Having taken steps to contain the attack, the priority now is to return to normal operations as soon as possible while protecting our systems. Our operations have not been uniformly affected, and issues are being addressed on a company-by-company basis. Many of our businesses are experiencing no or minimal disruption. We will provide further updates as the situation develops.”
Interestingly, Petya could not penetrate Mac computers even though it played havoc with PCs running on Windows operating systems. An intragroup email alert sent out to all employees of all the WPP group agencies had asked employees to immediately shut down all PC running on Windows, till further notice. An internal memo attributed to WPP chairman, Martin Sorrell, said, “Many of you will have experienced significant disruption to your work. However, contrary to some press reports, WPP and its companies are still very much open for business. We are a group packed full of highly creative, ingenious and dedicated people. I urge you all to put those qualities to use in making sure that what our clients experience in the hours and days ahead is as close to business as usual as we can possibly manage.”

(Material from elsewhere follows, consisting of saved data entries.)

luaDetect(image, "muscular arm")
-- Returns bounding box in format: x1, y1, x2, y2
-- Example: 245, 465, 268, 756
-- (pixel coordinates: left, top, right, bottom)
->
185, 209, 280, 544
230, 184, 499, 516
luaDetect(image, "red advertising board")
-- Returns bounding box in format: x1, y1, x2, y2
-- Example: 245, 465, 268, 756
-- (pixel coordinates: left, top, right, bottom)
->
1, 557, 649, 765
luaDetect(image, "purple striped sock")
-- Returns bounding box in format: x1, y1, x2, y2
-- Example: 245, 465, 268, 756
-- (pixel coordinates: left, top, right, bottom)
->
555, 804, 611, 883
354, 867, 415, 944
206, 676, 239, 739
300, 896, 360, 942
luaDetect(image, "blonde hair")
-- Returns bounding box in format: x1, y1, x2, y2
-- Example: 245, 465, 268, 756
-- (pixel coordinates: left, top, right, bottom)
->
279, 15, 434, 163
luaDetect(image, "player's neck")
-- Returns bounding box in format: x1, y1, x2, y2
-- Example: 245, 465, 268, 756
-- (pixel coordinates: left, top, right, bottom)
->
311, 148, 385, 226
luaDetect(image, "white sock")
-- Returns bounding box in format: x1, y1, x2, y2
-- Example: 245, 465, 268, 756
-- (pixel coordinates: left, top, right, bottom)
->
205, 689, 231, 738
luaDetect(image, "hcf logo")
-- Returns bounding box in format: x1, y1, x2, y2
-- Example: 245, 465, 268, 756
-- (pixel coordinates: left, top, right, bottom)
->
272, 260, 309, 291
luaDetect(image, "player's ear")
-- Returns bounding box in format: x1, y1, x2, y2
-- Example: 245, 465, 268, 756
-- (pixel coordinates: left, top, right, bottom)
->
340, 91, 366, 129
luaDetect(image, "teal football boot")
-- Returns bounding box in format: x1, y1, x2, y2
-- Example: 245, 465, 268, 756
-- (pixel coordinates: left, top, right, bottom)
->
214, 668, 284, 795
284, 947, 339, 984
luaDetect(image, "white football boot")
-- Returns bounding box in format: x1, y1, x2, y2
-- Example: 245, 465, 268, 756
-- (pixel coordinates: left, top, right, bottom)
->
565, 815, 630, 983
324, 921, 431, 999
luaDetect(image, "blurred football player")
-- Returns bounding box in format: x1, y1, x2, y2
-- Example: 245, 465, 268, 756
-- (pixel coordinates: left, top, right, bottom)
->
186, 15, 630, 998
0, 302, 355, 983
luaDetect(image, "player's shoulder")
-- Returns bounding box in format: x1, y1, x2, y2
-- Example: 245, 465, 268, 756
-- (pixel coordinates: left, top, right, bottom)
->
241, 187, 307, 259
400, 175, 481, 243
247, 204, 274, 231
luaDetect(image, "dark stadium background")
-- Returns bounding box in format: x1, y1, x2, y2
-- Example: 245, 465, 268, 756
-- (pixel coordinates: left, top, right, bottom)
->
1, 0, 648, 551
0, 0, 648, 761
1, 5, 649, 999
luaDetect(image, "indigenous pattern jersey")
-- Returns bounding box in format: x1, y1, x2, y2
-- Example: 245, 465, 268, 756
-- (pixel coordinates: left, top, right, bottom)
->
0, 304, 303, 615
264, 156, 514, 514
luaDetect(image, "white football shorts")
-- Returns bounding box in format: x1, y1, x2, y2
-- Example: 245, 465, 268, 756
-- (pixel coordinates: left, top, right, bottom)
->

Is this attack a variation on the ‘Wanna cry’ attack that happened last month? Many experts and analysts now believe that the Petya attack is, in fact, a variation of Wanna Cry, which also targeted Windows systems and demanded ransom in bitcoin payment. Although Microsoft developed a series of “patches” in March, both the Wanna Cry attack and Petya cause a lot of damage to numerous businesses and departments of government bodies. “Enterprises are clearly not prioritizing patches effectively. While some organizations may have situations where they are unable to patch, that excuse doesn’t scale when you get a worm causing damage on this level,” says Josh Zelonis, senior analyst at Forrester Researcher.